Dina Salústio esteve pela primeira vez em Macau por ocasião do Festival Literário “Rota das Letras” onde falou sobre o seu primeiro romance “A Louca de Serrano”, que comemora 20 anos este ano e fala sobre a vila de um país não identificado, cujo nome advém de uma mulher louca.

“Quis escrever sobre situações que me incomodavam e que incomodavam a sociedade cabo-verdiana e até mesmo perceber quais eram as inquietações que se colocavam ao mundo inteiro, como a problemática das mulheres. Isso levou-me a escrever o livro e procurei transpor essas situações limite que nos perturbavam a todos”, explicou Dina Salústio à TRIBUNA DE MACAU.

Entre as situações que lhe desagradam estão “a violência doméstica, desigualdade nas lei, a falta de voz da mulher, de oportunidades concedidas às mulheres e desigualdades sobretudo legais porque [em 1998] uma mulher não podia viajar sem autorização do marido, não podia levar os filhos sem autorização dele”, frisou a autora, ressalvando que a última situação é algo compreensível. Ao mesmo tempo, as mulheres “eram a camada mais analfabeta do país, mais pobre, desempregada”. “Isso perturbava-me”.

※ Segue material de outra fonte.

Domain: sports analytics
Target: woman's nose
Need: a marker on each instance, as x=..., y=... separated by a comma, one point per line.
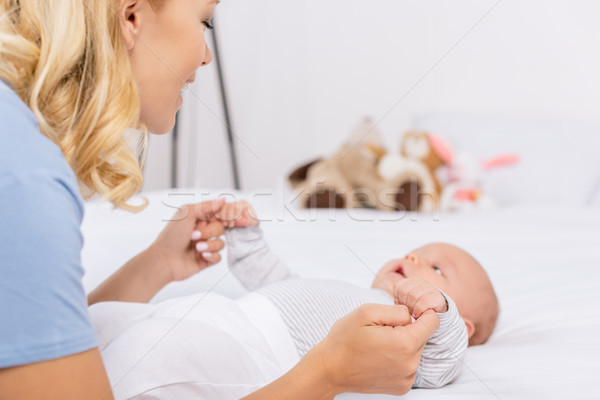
x=207, y=56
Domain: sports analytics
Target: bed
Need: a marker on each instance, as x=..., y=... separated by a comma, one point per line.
x=543, y=260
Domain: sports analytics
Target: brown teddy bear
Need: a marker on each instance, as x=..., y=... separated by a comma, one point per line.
x=362, y=174
x=348, y=179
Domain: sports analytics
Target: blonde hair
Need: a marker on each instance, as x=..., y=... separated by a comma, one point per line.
x=67, y=60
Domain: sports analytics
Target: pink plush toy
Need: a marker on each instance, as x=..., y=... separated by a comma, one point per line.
x=463, y=186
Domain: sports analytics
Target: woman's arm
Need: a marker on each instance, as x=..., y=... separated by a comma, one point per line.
x=374, y=349
x=173, y=256
x=78, y=376
x=137, y=281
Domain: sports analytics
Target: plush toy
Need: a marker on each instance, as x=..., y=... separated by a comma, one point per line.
x=413, y=172
x=361, y=174
x=349, y=178
x=464, y=176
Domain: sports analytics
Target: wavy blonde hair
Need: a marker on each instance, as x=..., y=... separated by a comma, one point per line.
x=67, y=60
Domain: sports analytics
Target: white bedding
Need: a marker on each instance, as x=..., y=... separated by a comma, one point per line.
x=543, y=261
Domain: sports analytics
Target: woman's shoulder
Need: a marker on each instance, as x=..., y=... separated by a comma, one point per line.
x=22, y=146
x=27, y=156
x=40, y=245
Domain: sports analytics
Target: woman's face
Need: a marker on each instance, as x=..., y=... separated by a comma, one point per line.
x=166, y=47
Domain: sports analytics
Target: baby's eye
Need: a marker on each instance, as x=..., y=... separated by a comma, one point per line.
x=209, y=25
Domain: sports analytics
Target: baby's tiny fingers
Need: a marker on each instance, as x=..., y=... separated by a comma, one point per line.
x=210, y=246
x=211, y=258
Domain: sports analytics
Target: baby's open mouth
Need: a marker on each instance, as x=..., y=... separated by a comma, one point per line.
x=399, y=270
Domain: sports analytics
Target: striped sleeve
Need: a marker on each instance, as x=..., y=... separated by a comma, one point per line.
x=441, y=360
x=251, y=260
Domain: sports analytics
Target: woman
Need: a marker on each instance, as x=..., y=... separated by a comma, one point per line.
x=75, y=78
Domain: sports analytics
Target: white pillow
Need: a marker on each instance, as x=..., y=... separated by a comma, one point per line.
x=560, y=158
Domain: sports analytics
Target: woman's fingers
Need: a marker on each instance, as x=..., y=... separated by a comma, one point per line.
x=424, y=326
x=212, y=229
x=210, y=258
x=210, y=246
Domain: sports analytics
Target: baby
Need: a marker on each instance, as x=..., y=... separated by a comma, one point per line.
x=437, y=276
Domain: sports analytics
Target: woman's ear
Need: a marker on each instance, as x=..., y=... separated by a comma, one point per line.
x=131, y=17
x=470, y=327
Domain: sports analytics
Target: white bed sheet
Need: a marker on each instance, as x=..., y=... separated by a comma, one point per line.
x=543, y=261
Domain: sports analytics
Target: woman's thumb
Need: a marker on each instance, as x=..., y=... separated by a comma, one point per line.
x=386, y=315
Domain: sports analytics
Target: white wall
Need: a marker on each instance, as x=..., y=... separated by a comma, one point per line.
x=300, y=74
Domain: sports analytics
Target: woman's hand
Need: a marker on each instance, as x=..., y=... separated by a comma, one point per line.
x=376, y=349
x=186, y=246
x=189, y=243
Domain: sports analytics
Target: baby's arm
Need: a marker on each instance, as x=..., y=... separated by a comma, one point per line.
x=441, y=360
x=248, y=254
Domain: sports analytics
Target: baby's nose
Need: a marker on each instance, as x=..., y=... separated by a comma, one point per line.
x=412, y=258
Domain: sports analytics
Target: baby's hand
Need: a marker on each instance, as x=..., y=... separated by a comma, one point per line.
x=419, y=296
x=238, y=215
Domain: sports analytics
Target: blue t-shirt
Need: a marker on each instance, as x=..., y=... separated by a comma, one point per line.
x=43, y=307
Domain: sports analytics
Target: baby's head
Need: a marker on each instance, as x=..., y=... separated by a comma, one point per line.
x=456, y=273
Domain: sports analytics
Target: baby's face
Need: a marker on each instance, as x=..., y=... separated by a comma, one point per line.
x=447, y=267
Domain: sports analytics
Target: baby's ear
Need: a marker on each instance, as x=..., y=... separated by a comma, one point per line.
x=470, y=327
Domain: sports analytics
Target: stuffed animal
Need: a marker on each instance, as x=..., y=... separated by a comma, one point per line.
x=412, y=172
x=354, y=177
x=349, y=178
x=464, y=176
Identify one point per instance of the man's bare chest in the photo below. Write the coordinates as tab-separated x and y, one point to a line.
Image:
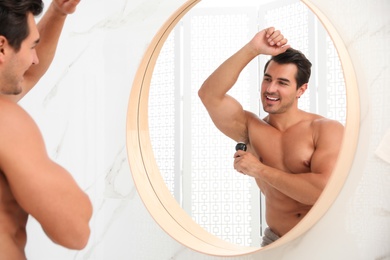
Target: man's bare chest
290	151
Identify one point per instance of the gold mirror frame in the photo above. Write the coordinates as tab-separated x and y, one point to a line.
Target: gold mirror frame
151	186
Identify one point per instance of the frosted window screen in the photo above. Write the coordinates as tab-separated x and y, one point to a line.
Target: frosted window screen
194	158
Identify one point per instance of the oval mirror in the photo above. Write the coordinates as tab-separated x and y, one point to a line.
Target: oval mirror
182	166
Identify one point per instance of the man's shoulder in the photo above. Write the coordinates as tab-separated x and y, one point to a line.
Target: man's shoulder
13	115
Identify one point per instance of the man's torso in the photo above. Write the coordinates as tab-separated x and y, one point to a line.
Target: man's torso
289	151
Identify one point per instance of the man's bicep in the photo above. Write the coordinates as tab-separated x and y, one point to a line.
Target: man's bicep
229	117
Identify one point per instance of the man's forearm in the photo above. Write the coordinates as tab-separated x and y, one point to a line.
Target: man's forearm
50	27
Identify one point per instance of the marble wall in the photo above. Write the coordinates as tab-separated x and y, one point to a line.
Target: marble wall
80	106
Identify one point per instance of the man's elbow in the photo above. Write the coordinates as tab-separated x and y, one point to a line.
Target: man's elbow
75	238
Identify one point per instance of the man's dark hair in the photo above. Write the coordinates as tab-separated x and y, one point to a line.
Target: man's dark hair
299	59
13	19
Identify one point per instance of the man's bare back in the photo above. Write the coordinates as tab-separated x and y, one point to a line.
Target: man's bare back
13	220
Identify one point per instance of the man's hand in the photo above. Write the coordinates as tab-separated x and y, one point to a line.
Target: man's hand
65	7
246	163
269	42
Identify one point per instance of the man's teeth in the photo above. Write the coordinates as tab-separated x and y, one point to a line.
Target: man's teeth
273	99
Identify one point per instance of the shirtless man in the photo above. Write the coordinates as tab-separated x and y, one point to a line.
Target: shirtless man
291	153
30	182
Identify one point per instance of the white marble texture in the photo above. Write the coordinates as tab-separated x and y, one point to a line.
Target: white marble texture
81	104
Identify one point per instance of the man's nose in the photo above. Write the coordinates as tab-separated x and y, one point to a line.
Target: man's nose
35	58
271	87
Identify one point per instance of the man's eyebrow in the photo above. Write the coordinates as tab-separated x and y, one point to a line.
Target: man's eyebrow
281	79
37	41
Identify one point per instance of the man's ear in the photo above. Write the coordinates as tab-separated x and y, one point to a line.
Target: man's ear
301	90
3	44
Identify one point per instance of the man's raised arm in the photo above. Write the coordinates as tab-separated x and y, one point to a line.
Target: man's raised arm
50	27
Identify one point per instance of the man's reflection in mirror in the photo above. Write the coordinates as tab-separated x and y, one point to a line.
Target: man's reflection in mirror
291	153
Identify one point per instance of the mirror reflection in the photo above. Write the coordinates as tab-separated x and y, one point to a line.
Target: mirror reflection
194	157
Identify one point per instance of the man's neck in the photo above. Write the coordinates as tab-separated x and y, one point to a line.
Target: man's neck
284	121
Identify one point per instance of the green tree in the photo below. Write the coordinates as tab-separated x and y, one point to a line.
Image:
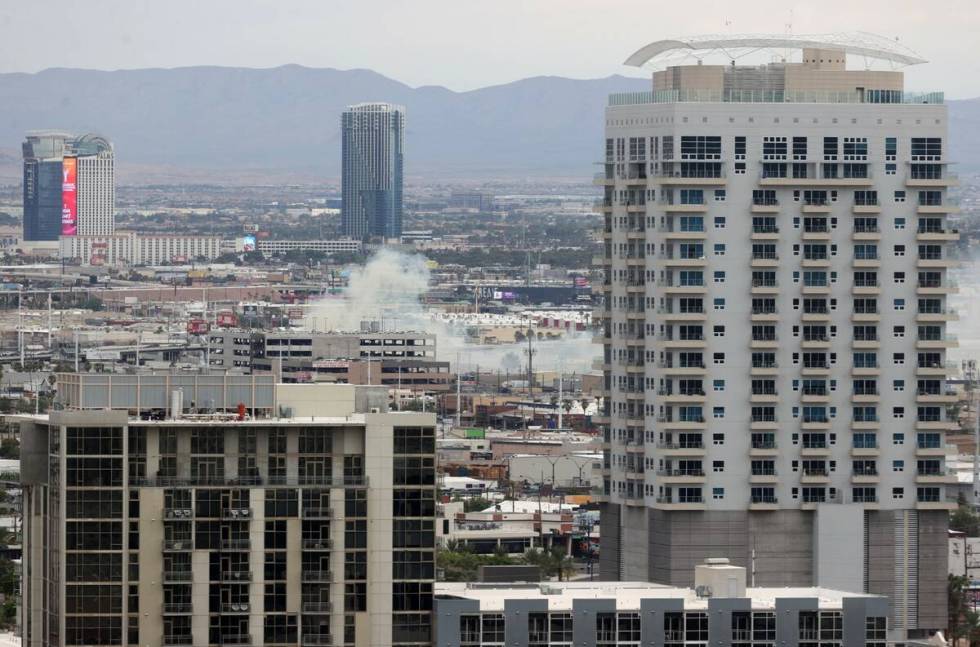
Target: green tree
9	448
553	563
964	519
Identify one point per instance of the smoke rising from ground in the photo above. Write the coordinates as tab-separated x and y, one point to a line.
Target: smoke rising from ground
389	289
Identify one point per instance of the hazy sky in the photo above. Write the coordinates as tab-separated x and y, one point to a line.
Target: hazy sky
462	44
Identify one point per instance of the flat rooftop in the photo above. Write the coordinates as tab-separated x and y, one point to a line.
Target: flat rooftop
561	595
224	421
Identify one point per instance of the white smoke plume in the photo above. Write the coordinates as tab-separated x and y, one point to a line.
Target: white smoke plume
389	289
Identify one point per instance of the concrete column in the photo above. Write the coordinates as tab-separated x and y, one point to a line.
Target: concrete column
652	611
720	618
584	614
788	619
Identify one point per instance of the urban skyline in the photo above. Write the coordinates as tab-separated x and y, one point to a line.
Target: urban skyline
372	170
710	398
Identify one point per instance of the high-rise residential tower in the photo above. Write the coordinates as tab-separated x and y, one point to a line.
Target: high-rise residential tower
774	325
69	186
273	515
373	137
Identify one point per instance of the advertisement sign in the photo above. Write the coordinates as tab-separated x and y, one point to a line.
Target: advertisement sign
331	363
197	326
69	196
99	251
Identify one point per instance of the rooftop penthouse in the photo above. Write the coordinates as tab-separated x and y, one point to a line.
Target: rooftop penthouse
819	76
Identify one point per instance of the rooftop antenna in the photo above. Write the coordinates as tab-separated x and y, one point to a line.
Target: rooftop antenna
789	32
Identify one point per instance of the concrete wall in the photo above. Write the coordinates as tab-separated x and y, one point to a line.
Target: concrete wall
782	541
609	513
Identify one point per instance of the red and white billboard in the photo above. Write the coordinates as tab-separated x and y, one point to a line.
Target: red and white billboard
69	196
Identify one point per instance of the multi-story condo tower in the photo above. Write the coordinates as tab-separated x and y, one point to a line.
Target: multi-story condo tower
69	186
96	185
774	324
373	136
204	510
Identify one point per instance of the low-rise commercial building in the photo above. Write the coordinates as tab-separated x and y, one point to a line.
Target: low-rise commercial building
720	611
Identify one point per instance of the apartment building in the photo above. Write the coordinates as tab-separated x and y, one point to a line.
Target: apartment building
372	167
69	186
718	610
774	324
226	510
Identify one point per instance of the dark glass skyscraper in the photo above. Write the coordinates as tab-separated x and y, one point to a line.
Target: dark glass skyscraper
373	138
43	153
53	160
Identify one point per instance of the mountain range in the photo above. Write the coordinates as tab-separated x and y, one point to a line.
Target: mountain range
228	124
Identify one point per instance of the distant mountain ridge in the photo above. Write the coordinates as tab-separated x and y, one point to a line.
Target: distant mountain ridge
286	119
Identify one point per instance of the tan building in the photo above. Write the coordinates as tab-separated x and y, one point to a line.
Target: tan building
148	521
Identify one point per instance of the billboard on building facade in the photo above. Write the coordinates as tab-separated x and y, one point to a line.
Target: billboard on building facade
69	196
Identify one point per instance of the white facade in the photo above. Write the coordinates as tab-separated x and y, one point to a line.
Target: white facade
774	329
96	194
326	246
708	263
130	248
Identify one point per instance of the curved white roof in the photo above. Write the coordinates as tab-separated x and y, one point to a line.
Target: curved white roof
859	43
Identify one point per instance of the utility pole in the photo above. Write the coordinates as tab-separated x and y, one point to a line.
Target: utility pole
459	401
561	405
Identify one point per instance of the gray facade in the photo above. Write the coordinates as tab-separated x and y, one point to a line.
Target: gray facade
373	139
898	552
208	530
43	153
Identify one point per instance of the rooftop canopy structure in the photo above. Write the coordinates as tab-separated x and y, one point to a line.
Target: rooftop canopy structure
871	47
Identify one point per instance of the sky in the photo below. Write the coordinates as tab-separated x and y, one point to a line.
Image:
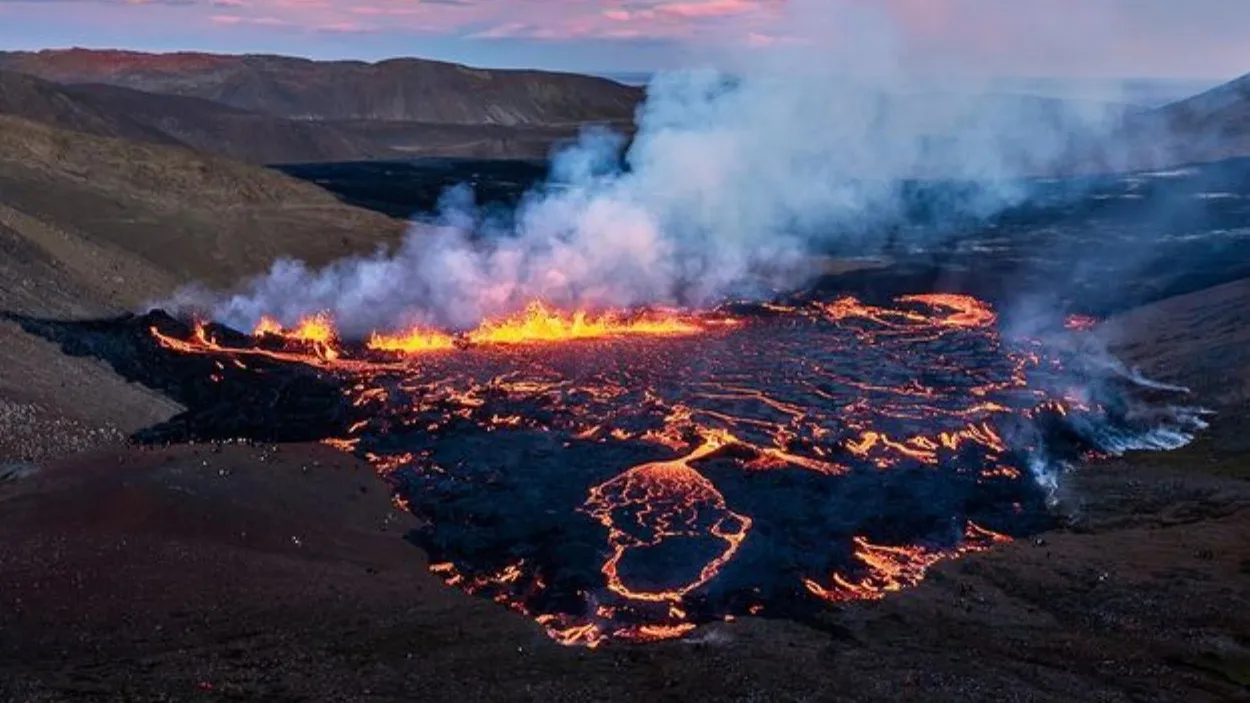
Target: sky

Infelizmente, hoje em dia “ainda faz sentido [falar destas questões] porque apesar de as coisas terem melhorado ao longo do tempo, de termos uma legislação muito boa em relação à violência, à desigualdade, as situações continuam a existir”, explicou a escritora. “A desigualdade salarial é visível, as mulheres não ocupam os postos cimeiros da função pública. Vai havendo [mulheres], mas para cada cinco homens há uma mulher”, lamentou.

Além disso, há “comportamentos sociais muito agrestes em relação à mulher”. “Se vamos na rua, os homens ainda nos insultam por usarmos uma mini-saia ou um decote”. “O assédio sexual no espaço laboral também é um problema que ainda existe e temos de lutar contra ele”, exemplificou. Outra das preocupações de Dina Salústio é o facto de “a mulher não ter ainda a firmeza” necessária. “Há algumas mulheres que se deixam subjugar pela afectividade. Isto tudo são coisas que perturbam e continuam a existir”.

Assim, a autora cabo-verdiana começou a escrever contos, poesia e romances com um propósito bastante específico. “É para juntar a minha às outras vozes e dizer às mulheres que estamos juntas, que também sofremos isso na pele, que às vezes facilitamos um bocado as coisas que acontecem e que o processo precisa de ser outro”, destacou. Para tal, “precisamos de gerir melhor as nossas emoções”.

Dina Salústio destacou ainda a importância da “não dependência afectiva”. “Aquela ideia de que o homem protege a mulher tem de ser desfeita, temos de nos proteger, de ter o nosso discurso e de ser uma fonte de protecção da sociedade, dos homens inclusive”, defendeu a escritora cabo-verdiana.